Highlights from IRC, Pacific timestamps 12:36 <grenade> trying a mass reboot of running spot instances to see if they start runner on restart 12:49 <grenade> reboot did nothing, amis after march 05 deregistered. now mass terminating instances 12:50 <grenade> new instances from march 05 ami should start shortly 13:02 <grenade> I believe it will take up to an hour for new instances to spawn (from previous experience)
A bad AMI. The Puppet run did not successful run during the b-2008 golden ami creation: https://foreman.pub.build.mozilla.org/reports/18989815 In testing outside of cloudtools the error did not re-occur . That in conjunction with the y-2008 golden ami Puppet run successful completed, we may want to spin up another b-2008 golden ami this afternoon and see what the result is. Grenade, thoughts?

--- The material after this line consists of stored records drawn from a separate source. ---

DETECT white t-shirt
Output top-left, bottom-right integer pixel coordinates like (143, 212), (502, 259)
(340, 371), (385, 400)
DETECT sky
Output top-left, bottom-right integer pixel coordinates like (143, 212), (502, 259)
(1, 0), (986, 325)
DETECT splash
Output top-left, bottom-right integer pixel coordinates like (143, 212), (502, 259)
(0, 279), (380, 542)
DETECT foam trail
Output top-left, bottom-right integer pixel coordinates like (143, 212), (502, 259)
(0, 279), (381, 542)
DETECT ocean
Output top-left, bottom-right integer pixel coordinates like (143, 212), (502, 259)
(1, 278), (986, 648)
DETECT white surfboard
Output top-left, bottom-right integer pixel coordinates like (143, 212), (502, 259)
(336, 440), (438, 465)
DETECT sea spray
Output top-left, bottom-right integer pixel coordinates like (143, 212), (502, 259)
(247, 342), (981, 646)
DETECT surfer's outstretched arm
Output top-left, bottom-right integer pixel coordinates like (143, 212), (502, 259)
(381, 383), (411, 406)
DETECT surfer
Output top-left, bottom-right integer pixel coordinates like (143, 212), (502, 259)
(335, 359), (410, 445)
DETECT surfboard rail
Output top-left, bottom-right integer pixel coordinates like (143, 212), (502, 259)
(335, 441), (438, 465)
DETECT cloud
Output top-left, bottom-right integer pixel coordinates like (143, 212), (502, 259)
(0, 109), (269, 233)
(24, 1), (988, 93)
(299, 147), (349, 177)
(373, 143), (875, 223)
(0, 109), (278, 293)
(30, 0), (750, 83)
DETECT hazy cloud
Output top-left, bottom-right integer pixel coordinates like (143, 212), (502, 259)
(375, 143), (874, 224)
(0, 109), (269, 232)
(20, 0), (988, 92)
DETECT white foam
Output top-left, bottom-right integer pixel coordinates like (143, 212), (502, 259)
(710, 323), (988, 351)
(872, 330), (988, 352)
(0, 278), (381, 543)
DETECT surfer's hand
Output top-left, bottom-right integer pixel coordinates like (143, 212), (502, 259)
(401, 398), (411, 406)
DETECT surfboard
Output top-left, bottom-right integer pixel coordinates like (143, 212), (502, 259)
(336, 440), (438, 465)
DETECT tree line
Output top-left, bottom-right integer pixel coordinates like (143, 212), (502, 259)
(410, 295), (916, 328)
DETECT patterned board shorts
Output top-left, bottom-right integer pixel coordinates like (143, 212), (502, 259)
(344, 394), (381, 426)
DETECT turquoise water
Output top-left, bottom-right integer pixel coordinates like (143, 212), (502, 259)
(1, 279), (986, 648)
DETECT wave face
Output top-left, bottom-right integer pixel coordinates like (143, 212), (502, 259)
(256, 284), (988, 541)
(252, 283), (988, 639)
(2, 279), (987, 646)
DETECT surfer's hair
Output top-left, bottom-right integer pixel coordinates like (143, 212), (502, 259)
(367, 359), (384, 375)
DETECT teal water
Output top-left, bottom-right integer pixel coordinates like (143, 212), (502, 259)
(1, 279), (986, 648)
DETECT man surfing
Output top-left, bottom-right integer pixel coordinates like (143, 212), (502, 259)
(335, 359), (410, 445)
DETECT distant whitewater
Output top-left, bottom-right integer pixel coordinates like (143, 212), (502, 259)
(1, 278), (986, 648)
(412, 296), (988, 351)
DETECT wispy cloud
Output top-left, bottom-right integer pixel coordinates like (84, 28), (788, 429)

From the watch pending log: 2016-03-10 13:53:39,088 - b-2008 - started 80 spot instances; need 0 2016-03-10 13:57:39,920 - b-2008 - started 56 spot instances; need 23 2016-03-10 13:57:42,182 - b-2008 - started 0 instances; need 23 Pending is down to 33.
Pending is down to 0, trees are reopened. Leaving open for investigation but lowering severity. Could we please make sure that puppet failures block the rest of the golden-ami publishing process.
Created attachment 8729250 [details] [review] https://github.com/mozilla/build-cloud-tools/pull/196 Our puppet agent success/failure check included a parse of the puppet-agent-summary (https://groups.google.com/a/mozilla.com/forum/?hl=en#!topic/releng-puppet-mail/NMXCqTpLM5k) log but not the puppet-agent-run log (https://groups.google.com/a/mozilla.com/forum/?hl=en#!topic/releng-puppet-mail/mOroIr9m-MQ) where today's failures were recorded. This PR addresses this by parsing for a specific failure message in the agent run log as an additional mechanism for detecting a puppet agent run failure.
grenade, is the failure/hang of ec2-golden for the last 35 hours related to the fix here ?
nthomas, Yes! It's actually the prescribed behaviour. If the userdata puppet cert or agent jobs fail to finish successfully, we prevent the instance from shutting down, and loop in ever-increasing timespans while we rely on the nagios alerts to get someone to intervene. Occasionally the fault has even rectified itself without intervention. The fix here was to recognise a type of failure we weren't checking for before and include it as a reason to loop.